Beth Clark can’t remember a time when she wasn’t a volunteer. Living on the family farm, her calendar was always full with chores to be done. Plus, at Lexington High School she was active in all things musical as well as competing all four years in track and field. Her senior year she was team captain and a state finalist in discus. But, since childhood she’s made time to volunteer.
Her main focus has been on a program through the Special Olympics agency for the Bloomington-Normal area called Special Opportunities Available in Recreation (SOAR), but it doesn’t end there. Her community involvement includes: Boy Scouts of America, McLean County 4-H, Illinois FFA Association, FFA Fall Cleanup, Key Club Holiday Bags, Venture Crew Valentine’s Day Cards, and 4-H National Day of Service. She has also served on her church’s Sunday school worship team and gone on Fellowship of Christian Athletes mission trips. It’s a packed schedule, but her satisfaction level is high.
“I love it,” Clark said. “To me it’s something that’s almost in my DNA. I don’t do it for the kudos, but because I love to help people.”
That dedication to serving others in her community has helped Clark earn a McLean County Full Tuition Scholarship, which provides free tuition to students who have a history of leadership, community service, and commitment to the community. She is one of eight recipients.
Her parents, Bob and Sally Clark, taught their daughter and her twin brother, Brett (Beth is proudly older by a mere second or two), about the importance of helping others.
“I believe my parents raised me right,” she said.
Clark chose Illinois State University based on her academic interests and because it’s close to her family, especially important now as her father battles cancer. The timeliness and importance of the good news about the scholarship were not lost on her.
“My dad was diagnosed with stage 4 colon cancer in October 2020, so receiving this scholarship right now is just great timing,” she said. “It’s amazing.”
A message on her watch was how Clark learned of her good fortune. She was pretty excited.
“I was in my ag shop at Lexington High School teaching ag in the classroom to grade school kids for National FFA week,” she said. “I had just started an activity with a classmate when I got a notification from ISU Admissions on my Apple watch.
“I completely lost my breath and was having a real moment. I was ecstatic.”
Clark’s family, well-known in the Lexington area, has been farming for generations in McLean County. She recently completed a year as vice president of their FFA chapter; her grandfather is a past president of the same chapter, and her dad was active in FFA in his high school days. It makes sense that she’ll begin her freshman year in the fall as an agriculture teacher education major.
“My dream career would be to come back and teach at Lexington High School and replace Mr. Brian Wiltz,” Clark said. Wiltz, her high school ag teacher and FFA advisor, is someone she admires.
When she gets settled into her first year of college, Clark plans to check out opportunities for extracurricular activities that match her interests.
“I’m very excited to look for national organizations like sororities, collegiate farm bureaus, and collegiate ag clubs,” Clark said. “So, I can spread the word about ag awareness and education.”
During the pandemic, she began creating kindness rocks by painting positive messages on stones. She was hoping to use her newfound hobby to lift the spirits of others.
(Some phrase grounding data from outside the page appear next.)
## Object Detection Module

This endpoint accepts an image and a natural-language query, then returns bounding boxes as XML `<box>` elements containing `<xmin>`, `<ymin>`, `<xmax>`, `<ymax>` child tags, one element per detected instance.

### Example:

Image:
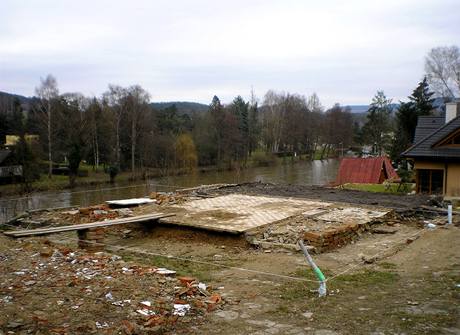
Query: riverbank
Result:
<box><xmin>0</xmin><ymin>155</ymin><xmax>338</xmax><ymax>198</ymax></box>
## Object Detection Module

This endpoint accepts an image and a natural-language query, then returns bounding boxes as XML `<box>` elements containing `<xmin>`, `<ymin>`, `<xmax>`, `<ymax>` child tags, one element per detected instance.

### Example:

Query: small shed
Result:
<box><xmin>335</xmin><ymin>156</ymin><xmax>399</xmax><ymax>185</ymax></box>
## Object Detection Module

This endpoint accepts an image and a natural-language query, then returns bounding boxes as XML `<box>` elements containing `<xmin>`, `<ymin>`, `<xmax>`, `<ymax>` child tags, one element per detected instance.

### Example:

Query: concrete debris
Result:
<box><xmin>249</xmin><ymin>207</ymin><xmax>393</xmax><ymax>253</ymax></box>
<box><xmin>173</xmin><ymin>303</ymin><xmax>191</xmax><ymax>316</ymax></box>
<box><xmin>0</xmin><ymin>240</ymin><xmax>224</xmax><ymax>333</ymax></box>
<box><xmin>149</xmin><ymin>192</ymin><xmax>185</xmax><ymax>205</ymax></box>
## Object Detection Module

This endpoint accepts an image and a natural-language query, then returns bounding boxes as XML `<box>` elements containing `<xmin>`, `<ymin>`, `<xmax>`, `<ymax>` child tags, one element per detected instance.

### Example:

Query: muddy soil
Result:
<box><xmin>214</xmin><ymin>183</ymin><xmax>433</xmax><ymax>210</ymax></box>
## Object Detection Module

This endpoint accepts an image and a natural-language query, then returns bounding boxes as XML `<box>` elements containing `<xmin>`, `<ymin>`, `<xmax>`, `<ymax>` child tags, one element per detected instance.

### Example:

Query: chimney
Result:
<box><xmin>445</xmin><ymin>102</ymin><xmax>460</xmax><ymax>124</ymax></box>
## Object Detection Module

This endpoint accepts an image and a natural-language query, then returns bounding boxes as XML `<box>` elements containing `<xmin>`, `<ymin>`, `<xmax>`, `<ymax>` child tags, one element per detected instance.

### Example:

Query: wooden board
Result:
<box><xmin>3</xmin><ymin>213</ymin><xmax>175</xmax><ymax>237</ymax></box>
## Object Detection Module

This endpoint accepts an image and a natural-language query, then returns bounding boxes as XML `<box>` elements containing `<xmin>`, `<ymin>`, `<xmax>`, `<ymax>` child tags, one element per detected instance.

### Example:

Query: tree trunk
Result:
<box><xmin>320</xmin><ymin>144</ymin><xmax>328</xmax><ymax>160</ymax></box>
<box><xmin>131</xmin><ymin>115</ymin><xmax>136</xmax><ymax>178</ymax></box>
<box><xmin>47</xmin><ymin>101</ymin><xmax>52</xmax><ymax>179</ymax></box>
<box><xmin>116</xmin><ymin>115</ymin><xmax>121</xmax><ymax>167</ymax></box>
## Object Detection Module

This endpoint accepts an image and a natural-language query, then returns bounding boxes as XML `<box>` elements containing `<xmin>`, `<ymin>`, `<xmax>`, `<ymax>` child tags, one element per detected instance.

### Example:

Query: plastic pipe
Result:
<box><xmin>298</xmin><ymin>240</ymin><xmax>327</xmax><ymax>297</ymax></box>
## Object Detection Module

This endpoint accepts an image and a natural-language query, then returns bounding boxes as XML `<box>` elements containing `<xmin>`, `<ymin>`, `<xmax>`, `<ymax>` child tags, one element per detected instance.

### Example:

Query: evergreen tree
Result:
<box><xmin>390</xmin><ymin>78</ymin><xmax>435</xmax><ymax>161</ymax></box>
<box><xmin>362</xmin><ymin>91</ymin><xmax>393</xmax><ymax>155</ymax></box>
<box><xmin>409</xmin><ymin>76</ymin><xmax>435</xmax><ymax>118</ymax></box>
<box><xmin>390</xmin><ymin>102</ymin><xmax>413</xmax><ymax>161</ymax></box>
<box><xmin>209</xmin><ymin>96</ymin><xmax>224</xmax><ymax>165</ymax></box>
<box><xmin>231</xmin><ymin>96</ymin><xmax>249</xmax><ymax>161</ymax></box>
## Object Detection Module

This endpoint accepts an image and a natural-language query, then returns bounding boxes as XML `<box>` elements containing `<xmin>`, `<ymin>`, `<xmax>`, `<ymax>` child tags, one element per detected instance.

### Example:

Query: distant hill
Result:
<box><xmin>345</xmin><ymin>105</ymin><xmax>369</xmax><ymax>114</ymax></box>
<box><xmin>0</xmin><ymin>91</ymin><xmax>31</xmax><ymax>104</ymax></box>
<box><xmin>151</xmin><ymin>101</ymin><xmax>208</xmax><ymax>114</ymax></box>
<box><xmin>345</xmin><ymin>103</ymin><xmax>400</xmax><ymax>114</ymax></box>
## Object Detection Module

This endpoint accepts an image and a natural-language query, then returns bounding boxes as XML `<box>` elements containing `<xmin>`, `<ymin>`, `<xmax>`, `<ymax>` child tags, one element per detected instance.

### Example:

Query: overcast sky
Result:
<box><xmin>1</xmin><ymin>0</ymin><xmax>459</xmax><ymax>107</ymax></box>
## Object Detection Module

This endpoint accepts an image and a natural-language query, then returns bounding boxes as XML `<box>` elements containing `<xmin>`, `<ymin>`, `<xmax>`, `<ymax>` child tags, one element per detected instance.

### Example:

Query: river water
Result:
<box><xmin>0</xmin><ymin>159</ymin><xmax>339</xmax><ymax>223</ymax></box>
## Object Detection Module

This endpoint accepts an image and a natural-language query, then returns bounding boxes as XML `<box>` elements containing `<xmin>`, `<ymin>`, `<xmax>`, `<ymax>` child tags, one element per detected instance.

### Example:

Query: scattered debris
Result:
<box><xmin>173</xmin><ymin>303</ymin><xmax>191</xmax><ymax>316</ymax></box>
<box><xmin>425</xmin><ymin>222</ymin><xmax>437</xmax><ymax>229</ymax></box>
<box><xmin>0</xmin><ymin>238</ymin><xmax>223</xmax><ymax>333</ymax></box>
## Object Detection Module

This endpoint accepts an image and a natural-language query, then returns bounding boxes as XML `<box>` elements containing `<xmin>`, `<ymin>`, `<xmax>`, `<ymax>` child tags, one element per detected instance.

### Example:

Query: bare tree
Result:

She didn’t realize that her rock art would evolve into a fundraiser that so far has generated $300 for a crucial backpack program in the Lexington School District.
“It’s run by the life skills class, which is made up of special needs kids, and they run it,” Clark said. “They use the money to fill backpacks with food for families with food insecurities.”
In recent months, her family has been on the receiving end of kindness in the form of meals, cards, and prayers during her dad’s illness. Neighbors have been eager to give back to a family that has given so much to others. In response, Clark was inspired to create handmade beaded bracelets to say thank you, but it goes deeper.
“In the future, I can foresee my family and close friends advocating for cancer awareness and raising funds to support others who suffer from cancer,” she said.
Painting messages of kindness on rocks also helped her, Clark said, and she eventually expanded by painting wood rounds, picture frames, and small wooden figurines. Next up she’ll hold painting classes to teach kids how to create their own positive art pieces.
Her favorite message so far on one of her creations reads: “Throw kindness around like confetti.”